When Forster was founded in 1996, it was with a clear purpose: to use the power of communications to protect and improve lives.
Thirty years on, with more evidence at our disposal, and a vastly different media, social and commercial infrastructure around us, the need for a progressive agency model feels more urgent than ever.
Across ever more complex social and environmental challenges, three questions continue to guide how we work and why it matters.
Encouraging action, not just awareness
In 1996, PR was largely about awareness. Advertising Value Equivalent was king, and the assumption was simple: give people the right information, and good decisions would follow.
We now know that’s not enough. Decades of behavioural science show that decisions are shaped by emotion, context and inequality, not just facts. People operate in crowded, often contradictory environments, and one-size-fits-all messaging rarely drives sustained change.
This shift in thinking began decades ago. In the early 2000s, we moved beyond traditional media relations to promoting flu immunisation through trusted community spaces like bingo halls, and helped integrate a breastfeeding storyline into BBC’s EastEnders to help normalise the behaviour in everyday life.
Our original Think-Act-Change model reflected this evolution, moving communications from being noticed to being useful. Today, that approach has developed into a more sophisticated audience engagement journey, focused on outcomes and impact at individual, organisational and societal levels.
With digital tools now offering far more insight into behaviour, success can no longer be measured by column inches alone. The defining question is: what do we want people to do as a result of receiving this communication?
From broadcast to shared platforms
In the mid-1990s, communications were largely one-way. Authority figures spoke, audiences listened.
Trust no longer comes with a title – it needs to be earned. People expect honesty, transparency and relevance, and they are quick to disengage from communications that feel overly certain, detached or one-sided.
In response, there has been a shift towards combining research-driven expertise with lived experience. Rather than organisations speaking on behalf of individuals, there is growing emphasis on elevating people’s own voices through shared platforms.
This shift is delivering stronger engagement and better outcomes, but it also brings responsibility. As more individuals share their experiences, particularly those who are marginalised or have faced trauma, safeguarding and support must be built in from the outset. The question of who ultimately benefits from storytelling is key to ensuring it is empowering rather than extractive.
Enabling nuance in an always-on world
Perhaps the most visible change between 1996 and 2026 is the transformation of the channels we use.
Where print and broadcast once dominated, we now operate in a continuous, platform-driven ecosystem. Information moves faster, attention is fragmented, and content is shaped by commercial pressures such as clicks, subscriptions and algorithms.

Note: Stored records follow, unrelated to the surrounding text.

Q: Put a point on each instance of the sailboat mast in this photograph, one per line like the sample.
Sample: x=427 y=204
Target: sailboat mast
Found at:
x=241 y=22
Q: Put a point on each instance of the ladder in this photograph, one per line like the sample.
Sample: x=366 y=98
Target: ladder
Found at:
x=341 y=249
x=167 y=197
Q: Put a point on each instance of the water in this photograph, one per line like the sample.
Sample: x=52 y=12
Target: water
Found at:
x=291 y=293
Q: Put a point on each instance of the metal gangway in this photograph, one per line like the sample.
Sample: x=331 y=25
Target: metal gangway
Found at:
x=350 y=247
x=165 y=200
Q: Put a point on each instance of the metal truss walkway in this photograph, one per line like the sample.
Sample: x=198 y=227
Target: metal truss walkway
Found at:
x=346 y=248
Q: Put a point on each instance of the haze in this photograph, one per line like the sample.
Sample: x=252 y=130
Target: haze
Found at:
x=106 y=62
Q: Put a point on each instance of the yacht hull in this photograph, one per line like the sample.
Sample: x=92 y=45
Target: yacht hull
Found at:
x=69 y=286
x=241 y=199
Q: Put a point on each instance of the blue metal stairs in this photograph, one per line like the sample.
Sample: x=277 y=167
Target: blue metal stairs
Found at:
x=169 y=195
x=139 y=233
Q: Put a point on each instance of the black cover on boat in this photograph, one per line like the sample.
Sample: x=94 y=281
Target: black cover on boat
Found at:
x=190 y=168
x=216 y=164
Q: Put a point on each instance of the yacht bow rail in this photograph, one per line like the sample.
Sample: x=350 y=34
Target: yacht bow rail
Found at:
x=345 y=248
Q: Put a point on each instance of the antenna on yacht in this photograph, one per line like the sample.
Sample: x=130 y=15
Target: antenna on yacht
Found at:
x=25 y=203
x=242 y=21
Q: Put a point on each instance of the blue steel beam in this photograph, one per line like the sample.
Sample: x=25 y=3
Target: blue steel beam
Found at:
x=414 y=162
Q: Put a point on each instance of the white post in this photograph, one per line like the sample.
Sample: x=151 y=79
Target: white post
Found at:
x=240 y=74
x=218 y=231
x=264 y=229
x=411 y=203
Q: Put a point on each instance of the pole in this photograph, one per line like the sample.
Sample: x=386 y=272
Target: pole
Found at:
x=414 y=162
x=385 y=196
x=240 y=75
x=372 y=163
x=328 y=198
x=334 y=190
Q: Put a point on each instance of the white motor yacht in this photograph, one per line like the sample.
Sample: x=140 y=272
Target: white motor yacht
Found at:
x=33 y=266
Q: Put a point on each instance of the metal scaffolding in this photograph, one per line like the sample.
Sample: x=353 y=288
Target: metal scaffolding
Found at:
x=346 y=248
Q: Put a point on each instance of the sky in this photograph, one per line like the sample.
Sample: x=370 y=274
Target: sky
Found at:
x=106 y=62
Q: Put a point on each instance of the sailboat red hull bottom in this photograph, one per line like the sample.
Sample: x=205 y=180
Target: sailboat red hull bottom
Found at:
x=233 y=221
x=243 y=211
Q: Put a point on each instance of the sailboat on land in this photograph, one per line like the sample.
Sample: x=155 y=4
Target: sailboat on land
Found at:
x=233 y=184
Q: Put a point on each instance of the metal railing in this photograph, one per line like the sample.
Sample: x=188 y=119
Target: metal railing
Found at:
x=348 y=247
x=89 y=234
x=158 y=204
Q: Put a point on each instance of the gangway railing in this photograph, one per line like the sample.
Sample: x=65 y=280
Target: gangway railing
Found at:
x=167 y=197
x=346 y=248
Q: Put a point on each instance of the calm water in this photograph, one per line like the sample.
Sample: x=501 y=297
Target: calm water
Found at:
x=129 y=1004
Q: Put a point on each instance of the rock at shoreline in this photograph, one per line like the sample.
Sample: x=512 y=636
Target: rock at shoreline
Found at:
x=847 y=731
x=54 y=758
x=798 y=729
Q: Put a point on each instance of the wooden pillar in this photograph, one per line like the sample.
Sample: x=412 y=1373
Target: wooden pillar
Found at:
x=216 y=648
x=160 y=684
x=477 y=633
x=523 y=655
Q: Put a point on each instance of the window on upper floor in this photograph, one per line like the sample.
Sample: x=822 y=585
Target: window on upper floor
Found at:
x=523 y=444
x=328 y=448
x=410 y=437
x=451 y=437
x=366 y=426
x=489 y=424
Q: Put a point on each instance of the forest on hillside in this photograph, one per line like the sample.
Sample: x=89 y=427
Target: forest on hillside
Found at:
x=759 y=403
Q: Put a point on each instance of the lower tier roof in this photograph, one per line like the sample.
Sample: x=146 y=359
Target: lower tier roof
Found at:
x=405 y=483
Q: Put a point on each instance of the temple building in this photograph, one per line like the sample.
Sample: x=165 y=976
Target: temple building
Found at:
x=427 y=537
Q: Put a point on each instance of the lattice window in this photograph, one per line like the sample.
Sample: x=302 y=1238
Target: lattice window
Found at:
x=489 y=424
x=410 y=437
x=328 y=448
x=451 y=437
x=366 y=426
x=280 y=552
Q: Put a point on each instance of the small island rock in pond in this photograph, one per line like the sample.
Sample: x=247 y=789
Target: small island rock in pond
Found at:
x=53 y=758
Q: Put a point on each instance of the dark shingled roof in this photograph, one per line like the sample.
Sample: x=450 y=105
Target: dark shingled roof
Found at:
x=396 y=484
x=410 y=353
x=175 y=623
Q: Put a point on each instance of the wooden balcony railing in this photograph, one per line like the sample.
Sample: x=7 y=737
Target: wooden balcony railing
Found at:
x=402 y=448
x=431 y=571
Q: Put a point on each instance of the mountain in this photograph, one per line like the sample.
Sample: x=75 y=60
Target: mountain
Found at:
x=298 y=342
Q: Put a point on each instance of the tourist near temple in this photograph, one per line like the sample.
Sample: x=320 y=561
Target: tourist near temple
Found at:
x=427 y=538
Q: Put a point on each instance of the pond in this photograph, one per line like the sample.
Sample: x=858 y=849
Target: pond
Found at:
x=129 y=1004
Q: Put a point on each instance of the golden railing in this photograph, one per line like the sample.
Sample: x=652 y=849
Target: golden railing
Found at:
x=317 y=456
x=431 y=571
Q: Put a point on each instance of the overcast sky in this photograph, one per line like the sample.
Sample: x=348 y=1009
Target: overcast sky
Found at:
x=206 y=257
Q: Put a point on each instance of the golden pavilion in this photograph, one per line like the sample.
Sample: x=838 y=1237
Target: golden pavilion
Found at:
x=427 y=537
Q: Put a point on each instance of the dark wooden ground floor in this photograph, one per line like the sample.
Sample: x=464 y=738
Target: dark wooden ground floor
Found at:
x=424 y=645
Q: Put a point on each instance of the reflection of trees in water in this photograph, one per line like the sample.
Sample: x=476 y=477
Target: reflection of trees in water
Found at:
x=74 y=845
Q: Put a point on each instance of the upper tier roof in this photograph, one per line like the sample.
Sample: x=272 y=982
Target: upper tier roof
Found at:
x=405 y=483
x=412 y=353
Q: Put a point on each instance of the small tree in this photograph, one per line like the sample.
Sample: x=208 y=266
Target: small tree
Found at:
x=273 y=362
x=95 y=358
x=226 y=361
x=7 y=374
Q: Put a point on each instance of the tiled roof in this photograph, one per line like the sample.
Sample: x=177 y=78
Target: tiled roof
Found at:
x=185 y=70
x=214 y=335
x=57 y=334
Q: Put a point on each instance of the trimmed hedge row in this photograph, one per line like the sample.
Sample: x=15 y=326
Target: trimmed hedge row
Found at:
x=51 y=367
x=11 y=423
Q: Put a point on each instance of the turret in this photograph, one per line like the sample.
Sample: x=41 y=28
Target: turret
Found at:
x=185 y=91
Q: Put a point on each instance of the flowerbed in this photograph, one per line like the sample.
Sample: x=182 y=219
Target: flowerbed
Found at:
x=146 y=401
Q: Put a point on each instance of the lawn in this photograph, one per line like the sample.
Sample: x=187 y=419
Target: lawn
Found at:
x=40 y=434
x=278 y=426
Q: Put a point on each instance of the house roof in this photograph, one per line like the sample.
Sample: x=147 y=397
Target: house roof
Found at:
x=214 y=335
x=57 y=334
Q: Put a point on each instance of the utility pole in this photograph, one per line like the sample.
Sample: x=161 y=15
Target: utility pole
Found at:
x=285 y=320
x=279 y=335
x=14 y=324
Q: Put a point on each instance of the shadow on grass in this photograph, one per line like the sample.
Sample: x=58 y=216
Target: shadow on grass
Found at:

At the same time, influence has become decentralised. Individuals, creators and community leaders can now shape opinion and behaviour at scale, often with greater reach and trust than institutions. This creates huge opportunities for mobilisation and learning, but also accelerates misinformation, polarisation and fatigue.
For organisations working on complex social and environmental issues, this raises a consistent focus on adding light, not heat. It can mean silence rather than amplification and steadiness rather than speed. The question of how we communicate responsibly is needed more than ever in environments that reward immediacy over nuance.
In response, we are seeing renewed value in approaches that create space for deeper engagement: long-form content, face-to-face experiences and curated discussions. After a hiatus, we’ve returned to tactics like immersive site visits and closed forums – formats that allow for dialogue, reflection and understanding.
In this context, how we communicate is just as important as what we say.
The enduring essence
Thirty years on, the tools and channels of communications have changed beyond recognition. Media relations are no longer the centre of gravity; they are one part of a much broader ecosystem.
Yet the core principle remains the same. Effective communications are rooted in understanding people’s realities, respecting their choices and enabling meaningful action. It’s about choosing impact over noise, trust over tactics, and long-term change over short-term attention.
That belief remains at the heart of our work and will continue to guide us for the next 30 years.